Hi Fuji, extremely sorry for the late reply. Was stuck! :(
Thanks for your question. A Circuit breaker can be of two types - a) counter-based b)sliding window-based.
A counter-based Circuit breaker will monitor X amount of requests. If you see the image in the article, the circuit breaker will start from the closed state. Then it will monitor the requests. If you configured that out of 10 requests if 5 fails you'll trip the circuit, then the breaker will monitor 10 requests and track how many are successful. At first, it will monitor at least 10 requests. After the 10th request, it will take the decision. From your example, say, the first 149 requests are successful. Nothing breaks. After that, your requests start to fail. If out of the next 10 requests 5 fails, the circuit breaker will trip the circuit and the state will be the open state. As I explained in the state transition paragraph in the above article, the circuit breaker will have a cool-down period until which it will wait before making another decision. You can set the cool-down period. After that, the circuit breaker will go to the half-open state as I mentioned in the article. Here, the circuit breaker will let some requests pass through and many of them will be not. And in the half-open state, if the circuit breaker sees that out of the 10 requests that it passed through 5 failed then it will again switch to the open state. Otherwise, it will switch to the closed state. The whole 151 requests will not be used to trip the circuit.

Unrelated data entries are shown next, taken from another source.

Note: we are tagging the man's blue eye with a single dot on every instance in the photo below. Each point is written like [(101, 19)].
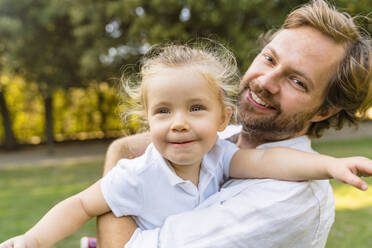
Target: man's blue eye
[(299, 83), (268, 58)]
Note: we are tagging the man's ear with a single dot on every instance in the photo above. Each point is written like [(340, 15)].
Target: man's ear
[(325, 114), (225, 119)]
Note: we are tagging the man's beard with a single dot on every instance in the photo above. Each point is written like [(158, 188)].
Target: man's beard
[(277, 126)]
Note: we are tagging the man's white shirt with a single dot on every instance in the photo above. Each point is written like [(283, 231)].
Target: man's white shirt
[(148, 188), (262, 213)]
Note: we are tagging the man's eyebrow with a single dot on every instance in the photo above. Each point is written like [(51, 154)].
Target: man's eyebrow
[(294, 70)]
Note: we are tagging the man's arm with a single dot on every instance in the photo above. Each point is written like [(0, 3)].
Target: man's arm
[(112, 231)]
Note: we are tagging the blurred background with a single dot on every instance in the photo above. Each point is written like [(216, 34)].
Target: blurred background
[(60, 65)]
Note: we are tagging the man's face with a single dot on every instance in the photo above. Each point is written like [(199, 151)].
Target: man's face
[(283, 89)]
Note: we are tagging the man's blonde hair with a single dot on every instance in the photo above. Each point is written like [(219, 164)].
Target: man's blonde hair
[(350, 88)]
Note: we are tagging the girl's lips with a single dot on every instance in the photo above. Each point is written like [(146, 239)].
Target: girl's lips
[(249, 98), (182, 143)]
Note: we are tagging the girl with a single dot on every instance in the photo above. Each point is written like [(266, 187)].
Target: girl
[(184, 94)]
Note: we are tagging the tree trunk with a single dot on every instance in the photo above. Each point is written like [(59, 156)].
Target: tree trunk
[(48, 105), (10, 141)]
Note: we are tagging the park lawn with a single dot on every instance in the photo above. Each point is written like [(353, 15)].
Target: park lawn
[(27, 192)]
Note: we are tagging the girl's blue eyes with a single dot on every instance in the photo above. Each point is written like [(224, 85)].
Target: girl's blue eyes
[(299, 83)]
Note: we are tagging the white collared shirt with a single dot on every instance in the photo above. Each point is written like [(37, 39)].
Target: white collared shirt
[(148, 188), (253, 213)]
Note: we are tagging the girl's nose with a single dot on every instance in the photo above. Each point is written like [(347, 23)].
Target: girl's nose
[(270, 81)]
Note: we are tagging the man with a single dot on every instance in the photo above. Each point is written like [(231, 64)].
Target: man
[(312, 74)]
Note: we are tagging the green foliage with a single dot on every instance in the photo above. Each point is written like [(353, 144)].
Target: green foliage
[(40, 187), (80, 113), (55, 45)]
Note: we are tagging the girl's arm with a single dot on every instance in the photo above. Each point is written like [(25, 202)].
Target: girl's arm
[(62, 220), (293, 165)]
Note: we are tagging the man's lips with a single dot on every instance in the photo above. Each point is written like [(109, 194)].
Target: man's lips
[(257, 101)]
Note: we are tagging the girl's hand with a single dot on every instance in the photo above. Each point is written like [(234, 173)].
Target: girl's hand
[(350, 170), (22, 241)]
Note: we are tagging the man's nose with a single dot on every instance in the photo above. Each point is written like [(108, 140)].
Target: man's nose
[(180, 123), (270, 81)]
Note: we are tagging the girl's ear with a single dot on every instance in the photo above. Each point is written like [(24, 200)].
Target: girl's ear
[(225, 119)]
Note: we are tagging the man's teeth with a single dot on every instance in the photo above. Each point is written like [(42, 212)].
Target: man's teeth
[(258, 100)]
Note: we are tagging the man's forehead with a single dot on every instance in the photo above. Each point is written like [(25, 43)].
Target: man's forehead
[(307, 51)]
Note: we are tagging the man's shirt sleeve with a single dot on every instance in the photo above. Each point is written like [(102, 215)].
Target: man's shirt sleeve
[(267, 213)]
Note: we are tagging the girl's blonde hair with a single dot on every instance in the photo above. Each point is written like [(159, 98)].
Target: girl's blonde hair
[(214, 61)]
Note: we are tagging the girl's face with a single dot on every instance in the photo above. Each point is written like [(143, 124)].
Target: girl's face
[(184, 114)]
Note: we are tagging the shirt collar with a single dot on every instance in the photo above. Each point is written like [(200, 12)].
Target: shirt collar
[(302, 143)]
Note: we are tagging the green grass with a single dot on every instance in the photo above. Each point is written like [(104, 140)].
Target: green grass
[(353, 225), (26, 194)]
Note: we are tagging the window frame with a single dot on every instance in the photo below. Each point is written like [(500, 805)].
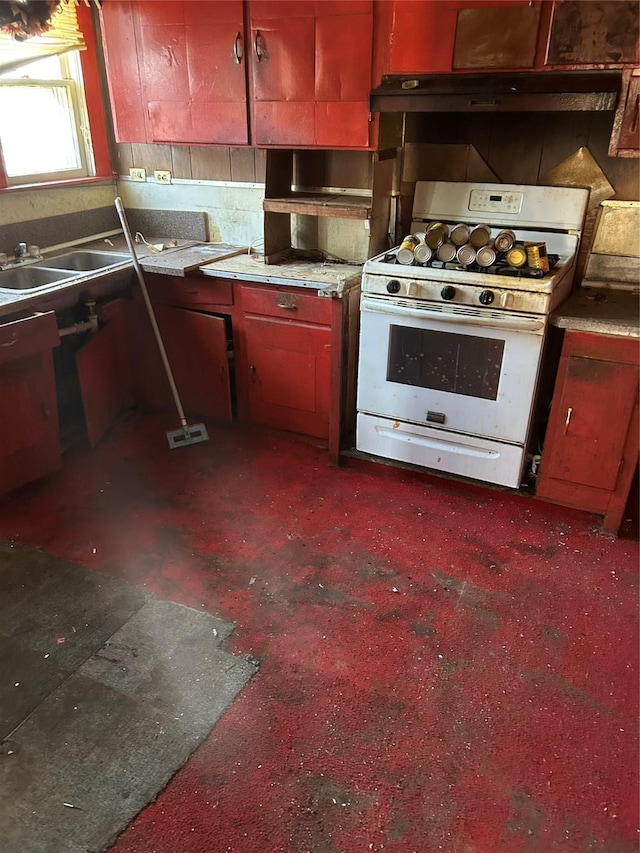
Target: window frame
[(95, 114)]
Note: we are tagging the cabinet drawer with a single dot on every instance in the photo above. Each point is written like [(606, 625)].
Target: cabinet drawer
[(287, 303), (25, 337), (190, 291)]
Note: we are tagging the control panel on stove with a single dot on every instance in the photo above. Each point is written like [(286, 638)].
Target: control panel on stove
[(492, 201)]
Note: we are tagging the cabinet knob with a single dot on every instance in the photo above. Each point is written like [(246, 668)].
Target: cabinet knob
[(237, 48), (258, 46), (568, 419), (287, 302)]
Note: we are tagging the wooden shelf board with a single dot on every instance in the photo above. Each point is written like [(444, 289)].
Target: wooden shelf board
[(341, 206)]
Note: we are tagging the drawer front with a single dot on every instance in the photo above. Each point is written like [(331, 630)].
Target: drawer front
[(30, 335), (287, 303), (190, 291)]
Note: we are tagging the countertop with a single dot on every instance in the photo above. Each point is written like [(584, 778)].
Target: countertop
[(186, 258), (602, 310), (324, 276)]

Hope it helps. If you have questions, please do comment. I liked your question. And again, sorry for the late response.
yeah, so the counter is resetting (starting to monitor) after every success call as I started counting after the first failure? but then after 3 consecutive fails and then 1 success call will again reset the state -_- or the concept is I just monitor (without resetting) consecutive 10 requests then reset and again monitor 10 consecutive requests and again?
and as you said when after failing over 50% request handling (the first 149 was good then consecutive 6 fails) during the cool down period or half-open state, is the server serving that capable 149 requests and not making another call (hold) within short time or it is now not handling any requests? (um confused here) as from our trivial knowledge we know circuit breaker as breaking the full circuit while overload but here we can code to serve the capable 149 request and hold for any new requst (cool down)?
Thanx a lot for the reply <3